Imagine a world where banks are not just a place you put your money, but they actually understand your needs. They speak in a way that makes sense and help you navigate your finances. If you ask any fintech enthusiast with over 20 bank accounts and a plethora of fintech platforms, they constantly explore and seek the most from their banking apps. In the 21st century, it is considered an absolute standard for banks to have voice assistants, expense categorization, the ability to send money via phone numbers, and enrich payment data with GPS location, logos, and other enhancements.
Example of contextual banking
Meet Anna, who is thinking about buying her first home. During a bike ride through a neighborhood she likes, she turns to her phone mounted on the bike and asks, "Hey bank, can I afford a house in this area?" The bank's app immediately responds: "Yes, the houses in this location align with your pre-approved mortgage and financial reserves." It sends her a detailed report on the neighborhood's suitability right after, based on factors like schools, crime rates, accessibility, taxes, and weather.
Contextual banking is when banks leverage modern technology to enhance the customer experience. They ensure a seamless integration with the customer's lifestyle and preferences while safeguarding their information. Customers save time and feel happy, because bank finally knows and understands their needs. Simultaneously, these channels serve as opportunities for upselling and increasing customer revenue for the bank.
It's crucial for banks to tailor their services to each individual. According to Forrester, if a bank fails to do so, up to 40% of customers may consider switching to another bank. Even small retail banks could witness significant revenue increases with a customer-centric approach.
According to Boston Consulting Group, well-executed personalization on a large scale can lead to a 10% annual revenue increase.
So, what is contextual banking?
Next-gen banking utilizes information from customers' current and past activities to understand who they are and what they want. This helps the bank respond to their needs regardless of how the customer contacts them. This is evident in the preferences of Gen Z, a generation born into a digital age, who prioritize eco-friendly solutions. A bank can show such a customer their carbon footprint while shopping and offer discounts at selected sustainable stores.
Some key components of contextual banking include:
- Preferred channel
- Purchase history
- Previous behavior
- Device-based data
- Web search history (when and where)
With the growing intelligence of devices, our interactions with them are evolving too. Devices don't just react to our actions; they can initiate conversations and actions when they sense that their users are active and receptive. This constant availability allows banks to be on the side of their customers, prompting them to specific activities, sending reminders, and keeping them informed about everything in their financial world.

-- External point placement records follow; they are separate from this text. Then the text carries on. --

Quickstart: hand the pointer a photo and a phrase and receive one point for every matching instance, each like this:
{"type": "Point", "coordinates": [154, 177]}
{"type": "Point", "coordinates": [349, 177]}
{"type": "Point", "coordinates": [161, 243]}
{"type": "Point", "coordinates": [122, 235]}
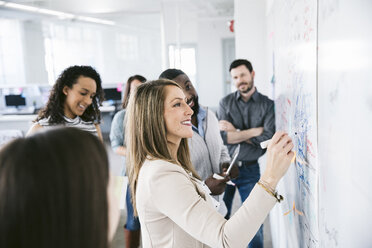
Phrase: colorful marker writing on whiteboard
{"type": "Point", "coordinates": [265, 143]}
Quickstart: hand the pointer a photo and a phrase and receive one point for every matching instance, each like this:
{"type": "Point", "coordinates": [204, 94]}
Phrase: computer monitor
{"type": "Point", "coordinates": [112, 94]}
{"type": "Point", "coordinates": [15, 100]}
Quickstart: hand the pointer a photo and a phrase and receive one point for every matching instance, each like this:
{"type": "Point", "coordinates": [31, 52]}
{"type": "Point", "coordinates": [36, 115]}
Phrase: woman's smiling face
{"type": "Point", "coordinates": [177, 115]}
{"type": "Point", "coordinates": [79, 97]}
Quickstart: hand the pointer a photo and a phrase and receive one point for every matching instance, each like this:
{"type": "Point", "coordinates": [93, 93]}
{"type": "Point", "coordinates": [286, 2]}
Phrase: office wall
{"type": "Point", "coordinates": [186, 27]}
{"type": "Point", "coordinates": [250, 39]}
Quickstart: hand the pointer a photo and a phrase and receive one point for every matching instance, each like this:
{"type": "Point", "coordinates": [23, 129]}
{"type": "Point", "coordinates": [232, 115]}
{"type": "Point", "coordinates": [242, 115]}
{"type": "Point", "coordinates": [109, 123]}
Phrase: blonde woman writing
{"type": "Point", "coordinates": [172, 205]}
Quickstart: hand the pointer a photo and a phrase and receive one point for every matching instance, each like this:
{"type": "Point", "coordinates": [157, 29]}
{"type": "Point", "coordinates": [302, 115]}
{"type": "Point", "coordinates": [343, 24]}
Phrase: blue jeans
{"type": "Point", "coordinates": [132, 221]}
{"type": "Point", "coordinates": [247, 179]}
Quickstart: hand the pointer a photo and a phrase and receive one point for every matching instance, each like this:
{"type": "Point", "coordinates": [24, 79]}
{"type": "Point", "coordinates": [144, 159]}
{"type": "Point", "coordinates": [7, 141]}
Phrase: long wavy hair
{"type": "Point", "coordinates": [54, 109]}
{"type": "Point", "coordinates": [53, 191]}
{"type": "Point", "coordinates": [145, 132]}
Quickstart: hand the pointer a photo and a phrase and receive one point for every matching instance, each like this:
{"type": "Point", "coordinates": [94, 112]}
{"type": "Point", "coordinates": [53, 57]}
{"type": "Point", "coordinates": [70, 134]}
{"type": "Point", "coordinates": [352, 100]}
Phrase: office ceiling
{"type": "Point", "coordinates": [203, 8]}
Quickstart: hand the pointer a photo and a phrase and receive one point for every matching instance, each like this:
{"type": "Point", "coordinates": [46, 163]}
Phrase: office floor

How to implement a contextual banking strategy
In today's world, processes must be streamlined and adapted to the new generation of users. For instance, consider a customer named Peter who wants to buy a new TV. The bank would know this and inform Peter about a special discount at a shopping center. Pavel can then purchase the TV he wants with a discount, get additional insurance, or even pay for it over several months period.
Just like in sports, no bank can be the best at everything. In banking, it's crucial to collaborate with the right partners who can help offer customers the best services through a mobile app. These partners could be fintech companies or established firms with good experiences and products.
Contextual banking is on the way to be the next major trend in the coming years, and its emergence is already noticeable. I see it as the only way for banks to remain relevant and not lose touch with their customers amid the surge of major tech giants entering the financial services market. If banks fail to leverage contextual banking for their advancement, they may end up being mere infrastructure components, losing touch with customers and becoming intermediaries, much like Citibank with Google Pay or Goldman Sachs with Apple Card. Over the next 2 to 3 years, the experience will become a key factor.